Открытие электричества. (история открытия явления)

Электричество.История

История развития ЭВМ

----------


## worm

> Бесполезно дискутировать в данном случае. Человек вбил что-то себе в голову и не хочет слышать окружающих.


 Ты мне, человеку с детства занимающимся программированием, доказываешь что компьютер непригоден для моделирования. Втираешь мне, что в компьютерах не меняется физическая структура.

Можно начать на компьютере что-то считать, отправить его в hibernate, обесточить, а через 2 недели снова включить и продолжить расчёты. Это означает что физическая струтктура компьютера (винчестера) МЕНЯЕТСЯ.

И ещё ты ссылаешься на пседвоучёных, у которых научная репутация ниже плинтуса.

Я не буду Савельева разоблачать.
Это сделали до меня: https://www.google.by/search?num=100...ivejournal.com

Бесполезно дискутировать... Это с тобой бесполезно разговаривать. Ссылаешься на псевдоученых, которые вместо научного подхода занимаются ёрничаньем и демагогией.

----------


## NEET

> Можно ли считать жизнь бессмысленной галлюцинацией?


 Если жизнь - галлюцинация, то кто тогда вы? И можно ли сказать, что смысл существует сам по себе в отрыве от осмысляющего?

----------


## worm

Амосов - гений. Правильно написал.




> О смысле жизни
> 
> Когда стареешь, начинаешь искать "смысл жизни", пытаешься понять окружающее. Но оказывается, что уже поздно. А потом убеждаешься, что и это занятие — тоже только времяпрепровождение, и что никакого изначального, заложенного природой, смысла жизни нет. У человека его столько же, сколько в дереве или у кошки. Есть структура и есть программа.
> 
> Приходишь к этому — делается тошно. Но... не бойся. Ты уже так крепко привязан к тем вещам, над которыми думал, пока искал смысл, что остается только одно — продолжать. Модели в коре, которые этим ведают, это уже твои структуры, твои программы, твой смысл жизни.
> 
> Если тебе повезло и ты выбрал хорошую сферу деятельности — радуйся: тебе обеспечена порция счастья. Если выбрал плохо, ну что же — довольствуйся тем, что есть...
> 
> А что такое "хорошая сфера"? Они бывают разные — эти сферы. Но есть, мне кажется, общее качество: для людей. Разные: создавать машины, учить детей, писать стихи... Только чтобы была польза. Или чтобы ты был в этом убежден. Вообще и этого достаточно — убеждения. Однако трудно сохранить, если оно совсем на песке построено.
> ...

----------


## ФАК

Мне очень нравилась гипотеза фантастов, что мир вокруг и реальность ничто иное, как индивидуальные грезы разума, программируемый окулус.

----------


## worm

> Бесполезно. Человек даже не понимает, что я ссылаюсь не на конкретного учёного, а на то, как устроен человеческий мозг. Репутация Савельева в данном случае не имеет никакого отношения к дискуссии. Бесполезно.
> 
> Как он узнает, если нейробиолог Савельев для него псевдоучёный. Остальные нейробиологи тоже для него псевдоучёные, судя по всему. Все вокруг псевдоучёные, а он же с детства занимается программированием, ему лучше знать.

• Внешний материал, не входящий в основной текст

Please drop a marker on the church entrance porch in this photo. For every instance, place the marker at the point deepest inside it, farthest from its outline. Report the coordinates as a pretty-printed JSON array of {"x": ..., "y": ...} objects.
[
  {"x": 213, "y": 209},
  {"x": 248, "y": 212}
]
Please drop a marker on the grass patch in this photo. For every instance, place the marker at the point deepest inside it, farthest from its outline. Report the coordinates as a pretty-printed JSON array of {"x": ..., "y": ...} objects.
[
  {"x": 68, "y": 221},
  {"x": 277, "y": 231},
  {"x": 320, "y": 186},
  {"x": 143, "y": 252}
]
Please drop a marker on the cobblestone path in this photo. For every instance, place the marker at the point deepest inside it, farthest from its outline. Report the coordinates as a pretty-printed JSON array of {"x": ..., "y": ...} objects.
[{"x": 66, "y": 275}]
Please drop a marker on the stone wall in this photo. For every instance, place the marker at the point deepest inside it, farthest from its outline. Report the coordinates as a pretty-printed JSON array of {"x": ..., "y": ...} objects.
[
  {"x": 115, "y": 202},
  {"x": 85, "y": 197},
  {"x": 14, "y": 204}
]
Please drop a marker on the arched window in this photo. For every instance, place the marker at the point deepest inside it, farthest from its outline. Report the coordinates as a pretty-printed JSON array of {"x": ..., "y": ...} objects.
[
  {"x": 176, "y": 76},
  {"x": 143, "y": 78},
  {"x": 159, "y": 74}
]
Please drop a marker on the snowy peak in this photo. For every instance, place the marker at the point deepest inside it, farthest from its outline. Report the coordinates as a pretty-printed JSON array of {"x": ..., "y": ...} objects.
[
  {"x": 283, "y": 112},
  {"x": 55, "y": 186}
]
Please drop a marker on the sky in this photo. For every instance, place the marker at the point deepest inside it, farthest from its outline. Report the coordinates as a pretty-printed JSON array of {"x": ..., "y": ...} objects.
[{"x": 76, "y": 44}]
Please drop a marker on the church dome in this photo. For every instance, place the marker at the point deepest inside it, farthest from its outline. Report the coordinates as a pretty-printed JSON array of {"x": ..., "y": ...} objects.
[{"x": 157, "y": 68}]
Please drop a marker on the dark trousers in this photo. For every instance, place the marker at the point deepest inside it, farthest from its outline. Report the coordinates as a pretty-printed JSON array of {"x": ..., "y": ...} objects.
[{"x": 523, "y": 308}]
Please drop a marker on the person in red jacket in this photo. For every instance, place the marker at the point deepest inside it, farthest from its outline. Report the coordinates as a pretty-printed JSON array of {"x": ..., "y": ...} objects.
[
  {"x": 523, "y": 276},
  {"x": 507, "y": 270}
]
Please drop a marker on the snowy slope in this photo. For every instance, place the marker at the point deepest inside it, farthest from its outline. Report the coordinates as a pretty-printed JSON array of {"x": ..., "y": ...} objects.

 Щито? Пока всё упирается в слабые мощности современных компьютеров и несовершенство языков программирования. Тем не менее люди уже давно моделируют на суперкомпьютерах сложные физические процессы. Вполне возможно что лет через 200 произойдёт очередная техническая революция.

Ролик с Капланом я посмотрел. Правильные вещи говорит.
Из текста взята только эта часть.